— Не уходи, Джордж! — сказал я. — Я больше не буду. Правда, не буду, Джордж! — Но его пытливый, печальный взгляд уже таял в воздухе, и в нем — неумолимом и грустном — не было никакого укора.
— Ну что ж, иди! — сказал я. Во рту у меня пересохло, я еле ворочал языком. — Иди же!
На этом все кончилось. Ни он, ни тот сон больше не приходили ко мне. Я знал, что они не вернутся, как человек, очнувшийся после тяжелой болезни и ощутивший свое опустошенное, слабое и умиротворенное тело, знает, что болезнь ушла. И еще я знал, что ее больше нет. Это я понял, когда стал вспоминать о ней с жалостью. Бедняжка, думал я. Вот бедняжка!
Но она увела с собой Джорджа.
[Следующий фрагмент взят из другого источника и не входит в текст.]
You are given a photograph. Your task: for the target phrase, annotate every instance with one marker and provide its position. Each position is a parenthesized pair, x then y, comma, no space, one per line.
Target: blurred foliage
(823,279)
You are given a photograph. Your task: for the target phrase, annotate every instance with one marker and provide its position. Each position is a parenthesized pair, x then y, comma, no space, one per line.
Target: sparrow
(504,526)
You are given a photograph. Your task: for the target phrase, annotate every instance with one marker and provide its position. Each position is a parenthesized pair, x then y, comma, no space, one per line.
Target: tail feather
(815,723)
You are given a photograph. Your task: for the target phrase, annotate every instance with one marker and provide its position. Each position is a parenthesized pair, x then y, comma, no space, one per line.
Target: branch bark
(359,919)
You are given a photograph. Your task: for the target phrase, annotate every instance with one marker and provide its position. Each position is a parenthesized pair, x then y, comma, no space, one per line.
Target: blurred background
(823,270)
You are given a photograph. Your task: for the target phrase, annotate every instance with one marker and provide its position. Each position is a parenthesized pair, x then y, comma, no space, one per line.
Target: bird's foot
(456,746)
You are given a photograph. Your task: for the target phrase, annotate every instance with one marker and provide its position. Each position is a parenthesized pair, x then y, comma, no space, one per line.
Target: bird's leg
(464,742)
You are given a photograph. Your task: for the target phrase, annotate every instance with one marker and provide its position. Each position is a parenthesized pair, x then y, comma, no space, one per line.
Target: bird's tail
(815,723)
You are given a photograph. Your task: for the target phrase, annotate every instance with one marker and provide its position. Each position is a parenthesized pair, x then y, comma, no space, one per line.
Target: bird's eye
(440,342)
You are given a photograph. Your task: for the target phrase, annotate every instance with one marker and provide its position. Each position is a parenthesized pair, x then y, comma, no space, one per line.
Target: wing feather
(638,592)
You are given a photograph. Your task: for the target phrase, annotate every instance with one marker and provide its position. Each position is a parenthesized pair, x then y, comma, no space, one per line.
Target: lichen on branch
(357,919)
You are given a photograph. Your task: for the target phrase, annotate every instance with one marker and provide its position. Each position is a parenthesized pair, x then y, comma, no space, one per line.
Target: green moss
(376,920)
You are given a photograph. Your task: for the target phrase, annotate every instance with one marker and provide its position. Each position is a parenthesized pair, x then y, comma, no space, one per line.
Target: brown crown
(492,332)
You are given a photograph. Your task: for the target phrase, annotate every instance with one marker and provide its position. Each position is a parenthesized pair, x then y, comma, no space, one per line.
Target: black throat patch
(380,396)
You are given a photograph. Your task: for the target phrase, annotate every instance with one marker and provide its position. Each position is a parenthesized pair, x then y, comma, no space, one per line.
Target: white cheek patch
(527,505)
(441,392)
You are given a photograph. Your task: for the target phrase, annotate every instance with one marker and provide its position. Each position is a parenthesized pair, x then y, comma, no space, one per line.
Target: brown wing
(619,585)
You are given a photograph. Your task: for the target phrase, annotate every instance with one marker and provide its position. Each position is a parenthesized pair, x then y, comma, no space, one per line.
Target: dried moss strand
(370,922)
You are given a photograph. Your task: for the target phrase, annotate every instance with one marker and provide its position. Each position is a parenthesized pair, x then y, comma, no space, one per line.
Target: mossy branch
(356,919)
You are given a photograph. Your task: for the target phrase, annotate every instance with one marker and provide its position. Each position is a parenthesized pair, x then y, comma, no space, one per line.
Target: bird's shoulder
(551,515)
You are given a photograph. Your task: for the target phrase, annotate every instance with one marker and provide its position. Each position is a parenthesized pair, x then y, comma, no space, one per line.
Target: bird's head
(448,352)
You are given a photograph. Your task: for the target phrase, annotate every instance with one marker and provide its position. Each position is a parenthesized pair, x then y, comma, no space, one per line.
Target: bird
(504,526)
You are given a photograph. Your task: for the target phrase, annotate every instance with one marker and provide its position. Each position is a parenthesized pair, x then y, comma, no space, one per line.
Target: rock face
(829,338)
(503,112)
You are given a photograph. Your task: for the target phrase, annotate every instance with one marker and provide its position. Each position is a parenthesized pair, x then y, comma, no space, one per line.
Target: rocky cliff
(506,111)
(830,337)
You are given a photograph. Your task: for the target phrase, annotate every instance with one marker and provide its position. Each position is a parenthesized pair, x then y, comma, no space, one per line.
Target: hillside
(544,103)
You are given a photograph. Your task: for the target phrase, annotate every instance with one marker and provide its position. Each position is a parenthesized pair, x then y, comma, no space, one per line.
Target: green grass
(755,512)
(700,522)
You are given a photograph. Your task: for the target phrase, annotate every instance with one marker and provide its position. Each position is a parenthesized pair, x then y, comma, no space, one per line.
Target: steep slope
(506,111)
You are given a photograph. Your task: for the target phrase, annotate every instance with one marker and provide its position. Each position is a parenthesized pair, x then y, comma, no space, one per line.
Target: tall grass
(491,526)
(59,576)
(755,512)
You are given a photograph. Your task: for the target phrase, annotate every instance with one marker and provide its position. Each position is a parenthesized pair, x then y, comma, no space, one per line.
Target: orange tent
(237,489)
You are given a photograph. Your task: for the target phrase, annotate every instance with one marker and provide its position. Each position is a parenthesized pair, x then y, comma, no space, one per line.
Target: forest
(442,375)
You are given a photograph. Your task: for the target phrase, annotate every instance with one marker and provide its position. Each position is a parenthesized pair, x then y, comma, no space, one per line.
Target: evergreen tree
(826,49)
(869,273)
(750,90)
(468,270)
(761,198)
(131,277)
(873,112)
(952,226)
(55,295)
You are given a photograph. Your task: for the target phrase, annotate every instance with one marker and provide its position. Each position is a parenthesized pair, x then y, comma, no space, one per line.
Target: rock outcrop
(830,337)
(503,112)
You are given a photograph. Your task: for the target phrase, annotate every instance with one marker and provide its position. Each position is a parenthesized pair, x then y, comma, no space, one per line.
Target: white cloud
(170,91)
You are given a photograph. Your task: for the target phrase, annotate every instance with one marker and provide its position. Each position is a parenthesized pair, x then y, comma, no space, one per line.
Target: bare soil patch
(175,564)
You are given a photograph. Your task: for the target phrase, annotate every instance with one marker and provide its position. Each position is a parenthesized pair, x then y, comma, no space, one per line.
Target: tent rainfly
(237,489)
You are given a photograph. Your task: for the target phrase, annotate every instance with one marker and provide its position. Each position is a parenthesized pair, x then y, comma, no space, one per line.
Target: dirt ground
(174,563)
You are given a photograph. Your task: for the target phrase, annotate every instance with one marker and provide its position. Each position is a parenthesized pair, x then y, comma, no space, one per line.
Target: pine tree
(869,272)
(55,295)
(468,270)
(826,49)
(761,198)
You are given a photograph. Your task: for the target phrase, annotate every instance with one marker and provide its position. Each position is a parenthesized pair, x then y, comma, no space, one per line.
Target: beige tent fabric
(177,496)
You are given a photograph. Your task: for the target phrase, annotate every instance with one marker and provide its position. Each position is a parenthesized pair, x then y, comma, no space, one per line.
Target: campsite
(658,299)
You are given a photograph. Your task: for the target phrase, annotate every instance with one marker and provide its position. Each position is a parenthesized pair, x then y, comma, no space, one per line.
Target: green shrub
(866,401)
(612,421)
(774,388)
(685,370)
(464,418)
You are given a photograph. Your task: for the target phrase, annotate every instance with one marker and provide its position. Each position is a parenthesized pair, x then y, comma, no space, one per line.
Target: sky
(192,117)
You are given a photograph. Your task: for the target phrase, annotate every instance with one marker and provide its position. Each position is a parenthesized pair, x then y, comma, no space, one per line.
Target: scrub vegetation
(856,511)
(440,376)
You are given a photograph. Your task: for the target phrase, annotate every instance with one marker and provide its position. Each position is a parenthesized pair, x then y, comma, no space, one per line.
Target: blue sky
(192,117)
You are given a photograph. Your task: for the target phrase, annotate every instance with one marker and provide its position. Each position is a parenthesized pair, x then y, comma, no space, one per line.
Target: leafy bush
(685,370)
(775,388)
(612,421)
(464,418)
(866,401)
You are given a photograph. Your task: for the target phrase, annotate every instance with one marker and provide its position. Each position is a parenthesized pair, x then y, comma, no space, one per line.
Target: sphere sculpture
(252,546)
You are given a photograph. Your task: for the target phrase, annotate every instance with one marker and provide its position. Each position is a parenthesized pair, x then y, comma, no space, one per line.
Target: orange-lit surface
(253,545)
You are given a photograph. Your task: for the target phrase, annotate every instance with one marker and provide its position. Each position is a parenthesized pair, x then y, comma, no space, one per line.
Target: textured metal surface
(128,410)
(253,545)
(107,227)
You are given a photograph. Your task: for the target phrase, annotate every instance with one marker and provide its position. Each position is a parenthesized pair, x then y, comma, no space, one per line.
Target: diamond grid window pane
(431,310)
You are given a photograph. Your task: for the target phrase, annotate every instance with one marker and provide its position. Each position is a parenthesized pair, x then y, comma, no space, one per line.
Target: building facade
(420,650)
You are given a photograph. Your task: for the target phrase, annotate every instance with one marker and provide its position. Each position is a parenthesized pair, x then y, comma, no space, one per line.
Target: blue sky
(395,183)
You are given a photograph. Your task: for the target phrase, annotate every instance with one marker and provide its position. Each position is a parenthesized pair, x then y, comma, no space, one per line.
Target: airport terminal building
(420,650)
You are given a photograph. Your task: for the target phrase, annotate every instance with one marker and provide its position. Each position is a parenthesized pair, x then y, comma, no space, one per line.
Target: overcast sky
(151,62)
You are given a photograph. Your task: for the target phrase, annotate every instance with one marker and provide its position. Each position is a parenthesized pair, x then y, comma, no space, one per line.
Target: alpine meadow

Порою, когда темнота и одиночество похищали меня у самого себя, мне приходило на ум, что, может быть, Джордж погиб, убивая ее: мертвый умирает, чтобы убить мертвое. Я часто искал его в коридорах сна, но безуспешно; неделю я провел у его родных в Девоне, в нелепом доме, где за каждым углом мне мерещился Джордж с его некрасивым неправильным лицом, рыжий, круглоголовый, беззаветно верящий, что Марло как поэт выше Шекспира, а Кемпион[6] — выше их обоих, и что жизнь подарена человеку не ради забавы. Но самого его я больше не видел.
III
Полковой священник вернулся из Поперинга вечером, его привезли в коляске мотоцикла. Он сидел позади стола и говорил о брате Коринтии и сыне Саймона — Джотеме Расте, которого я видел трижды в своей жизни. Вчера я видел Джотема в третий и последний раз: он предстал перед трибуналом за дезертирство — жалкий призрак крепкого, румяного молодого человека с умным лицом, который тем памятным днем, три года тому назад, извлек багром Джорджа из шлюза. Теперь был приговорен к смертной казни. Он не оправдывался, не пытался ничего объяснять, не ожидая и не прося милосердия.
— Он не выпрашивает снисхождения, — сказал священник. Священник был прекрасный, честный человек, скромно живший до войны где-то в Средней Англии и принесший добросовестность и честность своих старомодных убеждений сюда, где они никому не были нужны. — Он не хочет жить. — Лицо его было задумчивым и удрученным, смущенным, недоумевающим. — В существовании каждого человека наступает момент, когда жизнь поворачивается к нему своей темной стороной, и тогда за каждым углом ему мерещится смертельный враг. Ему остается или обратиться к богу, или погибнуть. И все же он… Мне не кажется… — В глазах его застыло тяжкое недоумение — такой взгляд бывает иногда у быка; бритый подбородок терялся в галстуке. — Так вы говорите, вам неизвестно, почему он напал на вас?
— До суда я видел его только два раза. Один раз ночью третьего дня и еще однажды… два или три года тому назад, когда я, еще студентом Оксфорда, проплывал в лодке через шлюз его отца. Он был там, когда его сестра открывала нам шлюз. Но я ни за что не вспомнил бы его, если бы вы не назвали имя сестры.
Он погрузился в размышление. — Отец тоже умер.
— Как, старый Саймон умер?
— Да… Умер вскоре после… после нее. Раст рассказывал, что, когда он после похорон сестры расстался с отцом, тот беседовал с могильщиком Абингтонского кладбища, а спустя неделю его известили в Лондоне о смерти отца. Еще говорил, что, по словам могильщика, отец отдал распоряжения относительно собственных похорон. Могильщик утверждает, что Саймон каждый день приходил к нему и всю процедуру заранее обговорил, так что могильщик, старый весельчак, даже подтрунивал над ним, думая, что старик с горя немного тронулся. А спустя неделю он умер.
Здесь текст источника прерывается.